Foxfyre wrote:If you needed information to protect the lives of the U.S. military and contractors and Iraqi citizens, and threats of pain and death were ineffective, how would you get it?
I just posted a post in my "Americans tortured .." thread that addresses your post too, so I'll copy it here:
--------------
Sofia, tentatively, suggested the consideration that sometimes, a degree of torture may be necessary to save lives:
Sofia wrote:We know isolation, food restrictions, nudity, cold blasts of water...happen when an army is desperate to get information about impending attacks... If you know, or strongly suspect, a detainee has information that can save innocent life--how far do you go to get that information? I think its a pertinent question.
What happened at Abu Ghraib may not fall into this basic conversation--but the application of some questioning techniques, which may be called torture...juxtaposed with the information considered vital to saving people-- considered with upholding Human Rights is a paradoxical mess.
The line of argument has been proposed much more forcefully in other posts: what happened at Abu G. was terrible, but you shouldn't forget we're desperate to get information from terrorists that could save lives. McG quoted an article on it:
McGentrix wrote:U.S. officials hate to talk about it openly, but a primary function of places like Baghram and Abu Ghurayb is interrogation. The lives of American soldiers can depend on secrets spilled there.
Now, from the start I've asked here - were these inmates that were being abused confirmed terrorists or mere suspects? And were they (suspected) Al-Qaeda terrorists or Iraqi insurgents?
By now, we know that many of those at Abu G. were indeed mere suspects, sometimes brought in on the vaguest notion of possible involvement at that. But back then (and perhaps still), people rather just skipped the question, as if it didn't matter whether it was a known Al-Qaeda terrorist we were holding there or some guy caught throwing stones and apprehended because, you know, you never know what else he mighta done -- hey, it's about "saving lives"!
Foxfyre went pretty far:
Foxfyre wrote:I personally don't care if those who target innocents and are committed to kill anybody and everybody who doesn't conform to their beliefs are comfortable or not.
In Fox's world, everybody at Abu G. was "committed to kill anybody and everybody who doesn't conform to their beliefs" - the worst kind of fundamentalist terrorist, say. Unclear what that is based on. But why is it practical for him to assume so? Because it allows for rationalising what happened as the kind of unavoidable collateral damage when one is, as Fox put it, "in charge of some of Saddam's toughest soldiers who have information you need to bring the war to a speedy end and restore peace and progress toward a free and democratic Iraq".
Note that the inmates have now even morphed into "Saddam's toughest soldiers" - by mere assertion of such.
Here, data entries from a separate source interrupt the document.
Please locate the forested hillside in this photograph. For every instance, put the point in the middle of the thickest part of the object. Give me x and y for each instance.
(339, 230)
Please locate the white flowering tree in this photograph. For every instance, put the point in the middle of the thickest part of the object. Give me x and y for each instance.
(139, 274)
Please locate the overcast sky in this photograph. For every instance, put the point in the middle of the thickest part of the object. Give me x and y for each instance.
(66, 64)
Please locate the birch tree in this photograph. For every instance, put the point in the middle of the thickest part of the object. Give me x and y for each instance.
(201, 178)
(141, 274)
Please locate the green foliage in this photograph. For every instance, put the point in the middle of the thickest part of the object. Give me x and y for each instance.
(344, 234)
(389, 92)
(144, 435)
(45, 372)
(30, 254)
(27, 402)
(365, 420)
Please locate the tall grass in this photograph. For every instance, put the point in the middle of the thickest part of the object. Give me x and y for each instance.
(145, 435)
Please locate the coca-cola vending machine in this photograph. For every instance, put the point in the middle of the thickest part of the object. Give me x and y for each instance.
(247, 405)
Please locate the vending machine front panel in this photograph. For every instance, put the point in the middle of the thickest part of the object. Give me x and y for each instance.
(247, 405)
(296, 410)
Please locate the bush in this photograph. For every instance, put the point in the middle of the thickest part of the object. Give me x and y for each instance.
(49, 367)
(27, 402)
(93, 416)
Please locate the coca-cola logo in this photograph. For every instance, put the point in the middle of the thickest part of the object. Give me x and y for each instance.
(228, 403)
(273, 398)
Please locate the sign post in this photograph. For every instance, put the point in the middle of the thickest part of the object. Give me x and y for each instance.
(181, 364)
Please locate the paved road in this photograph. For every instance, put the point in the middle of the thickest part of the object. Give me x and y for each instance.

And that the assumption is that the war in Iraq could be brought to "a speedy end" - peace, progress, freedom and democracy all included - if
only we could get those prisoners at Abu G. to talk.
Anyway. This
from the NYT last week:
New York Times wrote:The questioning of hundreds of Iraqi prisoners last fall in the newly established interrogation center at Abu Ghraib prison yielded very little valuable intelligence, according to civilian and military officials.
The interrogation center was set up in September to obtain better information about an insurgency in Iraq that was killing American soldiers almost every day by last fall. The insurgency was better organized and more vigorous than the United States had expected, prompting concern among generals and Pentagon officials who were unhappy with the flow of intelligence to combat units and to higher headquarters.
But civilian and military intelligence officials, as well as top commanders with access to intelligence reports, now say they learned little about the insurgency from questioning inmates at the prison. Most of the prisoners held in the special cellblock that became the setting for the worst abuses at Abu Ghraib apparently were not linked to the insurgency, they said.